Notwithstanding any other provision of Federal, State, or local law, and subject to subsection (c), patient safety work product shall be confidential and shall not be disclosed.
Subsection (a) shall not apply to (and shall not be construed to prohibit) voluntary disclosure of nonidentifiable patient safety work product.
Patient safety work product that is disclosed under subsection (c) shall continue to be privileged and confidential as provided for in subsections (a) and (b), and such disclosure shall not be treated as a waiver of privilege or confidentiality, and the privileged and confidential nature of such work product shall also apply to such work product in the possession or control of a person to whom such work product was disclosed.
Paragraph (2) shall not be construed as terminating or limiting the privilege or confidentiality protections provided for in subsection (a) or (b) with respect to patient safety work product other than the specific patient safety work product disclosed as provided for in subsection (c).
A patient safety organization shall not be compelled to disclose information collected or developed under this part whether or not such information is patient safety work product unless such information is identified, is not patient safety work product, and is not reasonably available from another source.
The limitation contained in clause (i) shall not apply in an action against a patient safety organization or with respect to disclosures pursuant to subsection (c)(1).
An accrediting body shall not take an accrediting action against a provider based on the good faith participation of the provider in the collection, development, reporting, or maintenance of patient safety work product in accordance with this part. An accrediting body may not require a provider to reveal its communications with any patient safety organization established in accordance with this part.
Subject to paragraphs (2) and (3), a person who discloses identifiable patient safety work product in knowing or reckless violation of subsection (b) shall be subject to a civil monetary penalty of not more than $10,000 for each act constituting such violation.

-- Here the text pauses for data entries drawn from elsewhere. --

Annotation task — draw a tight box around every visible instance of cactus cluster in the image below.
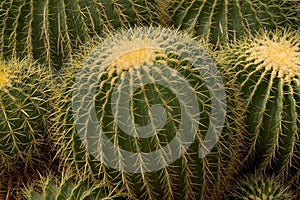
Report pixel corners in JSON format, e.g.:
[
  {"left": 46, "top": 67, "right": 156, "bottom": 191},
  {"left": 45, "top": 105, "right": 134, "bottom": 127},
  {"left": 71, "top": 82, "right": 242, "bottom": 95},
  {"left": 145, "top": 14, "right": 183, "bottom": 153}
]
[
  {"left": 169, "top": 0, "right": 299, "bottom": 47},
  {"left": 0, "top": 1, "right": 299, "bottom": 200},
  {"left": 51, "top": 26, "right": 245, "bottom": 199},
  {"left": 0, "top": 0, "right": 165, "bottom": 71}
]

The provisions of section 1320a–7a of this title, other than subsections (a) and (b) and the first sentence of subsection (c)(1), shall apply to civil money penalties under this subsection in the same manner as such provisions apply to a penalty or proceeding under section 1320a–7a of this title.
Penalties shall not be imposed both under this subsection and under the regulations issued pursuant to section 264(c)(1) of the Health Insurance Portability and Accountability Act of 1996 (42 U.S.C. 1320d–2 note) for a single act or omission.

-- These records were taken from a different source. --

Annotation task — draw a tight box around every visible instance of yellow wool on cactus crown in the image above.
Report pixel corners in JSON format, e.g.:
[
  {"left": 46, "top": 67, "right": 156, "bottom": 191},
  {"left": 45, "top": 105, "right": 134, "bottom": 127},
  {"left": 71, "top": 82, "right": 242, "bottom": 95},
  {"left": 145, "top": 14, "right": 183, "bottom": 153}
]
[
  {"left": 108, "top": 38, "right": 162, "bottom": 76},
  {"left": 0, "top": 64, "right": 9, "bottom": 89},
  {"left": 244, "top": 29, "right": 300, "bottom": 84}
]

Without limiting remedies available to other parties, a civil action may be brought by any aggrieved individual to enjoin any act or practice that violates subsection (e) and to obtain other appropriate equitable relief (including reinstatement, back pay, and restoration of benefits) to redress such violation.

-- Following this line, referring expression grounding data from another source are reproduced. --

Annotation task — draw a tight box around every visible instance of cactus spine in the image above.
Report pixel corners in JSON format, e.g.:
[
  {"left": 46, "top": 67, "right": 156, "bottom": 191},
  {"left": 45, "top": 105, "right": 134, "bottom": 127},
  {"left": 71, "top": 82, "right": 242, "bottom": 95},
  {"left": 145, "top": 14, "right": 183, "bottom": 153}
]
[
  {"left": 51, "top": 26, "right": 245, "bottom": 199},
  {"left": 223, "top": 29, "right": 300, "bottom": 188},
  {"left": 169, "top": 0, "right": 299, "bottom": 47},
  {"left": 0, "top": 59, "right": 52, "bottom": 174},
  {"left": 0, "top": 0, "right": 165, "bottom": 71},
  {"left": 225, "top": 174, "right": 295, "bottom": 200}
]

An entity that is a State or an agency of a State government may not assert the privilege described in subsection (a) unless before the time of the assertion, the entity or, in the case of and with respect to an agency, the State has consented to be subject to an action described in subparagraph (A), and that consent has remained in effect.
Nothing in this part prohibits any person from conducting additional analysis for any purpose regardless of whether such additional analysis involves issues identical to or similar to those for which information was reported to or assessed by a patient safety organization or a patient safety evaluation system.
Not later than the date that is 18 months after any network of patient safety databases is operational, the Secretary, in consultation with the Director, shall prepare a draft report on effective strategies for reducing medical errors and increasing patient safety. The draft report shall include any measure determined appropriate by the Secretary to encourage the appropriate use of such strategies, including use in any federally funded programs. The Secretary shall make the draft report available for public comment and submit the draft report to the Institute of Medicine for review.
Not later than 1 year after the date described in paragraph (1), the Secretary shall submit a final report to the Congress.